Ao recordar sua chegada ao país, comenta: “Por ser brasileira, sempre me senti valorizada, mas foi necessário em cada um dos trabalhos provar a minha capacidade antes de ser efetivada na equipe, apesar de nunca ter sido necessário comprovação com diploma do que dizia meu currículo sobre minha formação superior”.

Seu primeiro emprego, onde ficou por três anos, consistia no acompanhamento e controle de qualidade, do momento da produção até a entrega, de um produto que fazia parte do programa do governo central peruano em parceria com uma ONG que recebia recursos americanos, uma bebida láctea enriquecida entregue em escolas da periferia de Lima, capital do país.

Posteriormente, foi convocada para integrar uma equipe na Fundação para o Desenvolvimento Agrário, que avaliaria o impacto do programa de merenda escolar para as crianças e comunidades onde atuou, trabalho que gerou relatórios importantíssimos para o governo, úteis na análise do desenvolvimento do país até os dias de hoje.

Com o passar dos anos e por causa dos filhos, que atingiam idade escolar, precisou procurar uma forma de ocupação que lhe permitisse passar mais tempo em casa. “O país começava a se abrir para o mundo, instituições internacionais notavam a posição estratégica do Peru na América Latina. Com isso, muitos eventos internacionais passaram a acontecer aqui”.

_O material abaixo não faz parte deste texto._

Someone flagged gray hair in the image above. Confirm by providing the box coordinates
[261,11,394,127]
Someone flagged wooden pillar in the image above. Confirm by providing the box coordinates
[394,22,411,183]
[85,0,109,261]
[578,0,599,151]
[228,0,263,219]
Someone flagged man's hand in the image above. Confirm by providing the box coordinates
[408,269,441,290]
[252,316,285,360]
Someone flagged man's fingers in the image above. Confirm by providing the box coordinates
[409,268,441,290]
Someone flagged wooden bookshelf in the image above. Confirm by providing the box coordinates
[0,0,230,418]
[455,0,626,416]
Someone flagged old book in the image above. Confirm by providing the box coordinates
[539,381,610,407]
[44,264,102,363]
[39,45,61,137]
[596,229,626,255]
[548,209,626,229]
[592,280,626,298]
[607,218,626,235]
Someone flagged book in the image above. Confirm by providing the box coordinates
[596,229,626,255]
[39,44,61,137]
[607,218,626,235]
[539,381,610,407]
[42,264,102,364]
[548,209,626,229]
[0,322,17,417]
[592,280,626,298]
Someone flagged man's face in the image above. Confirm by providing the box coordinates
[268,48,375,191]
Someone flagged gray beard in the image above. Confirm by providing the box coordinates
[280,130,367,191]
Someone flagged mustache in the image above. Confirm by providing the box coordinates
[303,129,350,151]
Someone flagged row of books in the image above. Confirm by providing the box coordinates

Após breve capacitação na área, começou a trabalhar como intérprete e tradutora, área na qual seu nome passou a ser referência. Em 2010, levando mais de uma década no país, procurou o Centro Cultural do Brasil como forma de manter contato com a língua e cultura maternas, onde criou e dirigiu um grupo de canto.

Mais tarde, paralelamente ao seu trabalho como tradutora e intérprete, passou a dar aulas no Centro, ensinando português por meio da Música Popular Brasileira. “Foram tempos de malabarismo!”, brinca Rose.

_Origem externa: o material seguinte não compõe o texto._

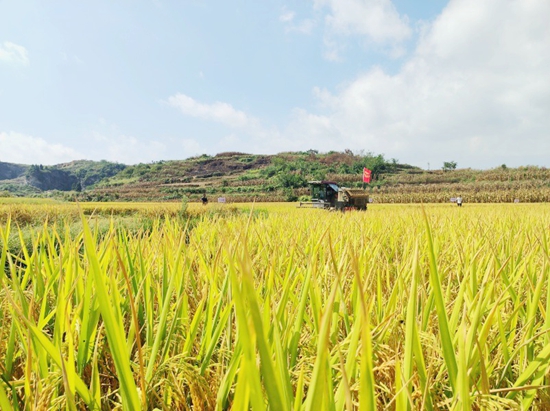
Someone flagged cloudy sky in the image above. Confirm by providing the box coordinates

Em 2012, a Embaixada Brasileira lançou edital para contratação de um novo diretor para o Centro. Com o conhecimento de que tinha o perfil procurado, candidatou-se. Sendo aprovada em todas as etapas do concurso, foi contratada para o posto de diretora do Centro Cultural Brasil-Peru da Embaixada do Brasil em Lima.

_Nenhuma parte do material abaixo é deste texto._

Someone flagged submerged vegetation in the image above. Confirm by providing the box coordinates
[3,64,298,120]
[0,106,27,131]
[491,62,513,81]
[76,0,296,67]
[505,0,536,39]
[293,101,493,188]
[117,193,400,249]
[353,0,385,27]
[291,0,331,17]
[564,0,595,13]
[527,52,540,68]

Assumindo o cargo com um plano de metas claras para o desenvolvimento da instituição, cuja missão é a promoção da língua e difusão da cultura brasileira no estrangeiro, transformou a instituição em um centro de referência no país no ensino da vertente brasileira do português, e mais tarde em referência entre os 24 Centros do Itamaraty, espalhados por diversos continentes no mundo.

Hoje, segue no posto de diretora da instituição. Para aos brasileiros que pretendem tentar a vida no estrangeiro, aconselha: “Conheçam a idiossincrasia do povo do país de destino. Não basta saber a língua, por mais importante que ela seja, sem dúvida. Embora seja difícil estar longe da pátria, tentem, pelo menos no início, fazer uma imersão total na cultura do país de destino, isso ajudará a não ficar na interlíngua e a superar problemas de adaptação. E, por mais que saibamos que concebemos o mundo a partir de nossa cultura, ampliem a tolerância, estejam abertos um modo de ser diferente.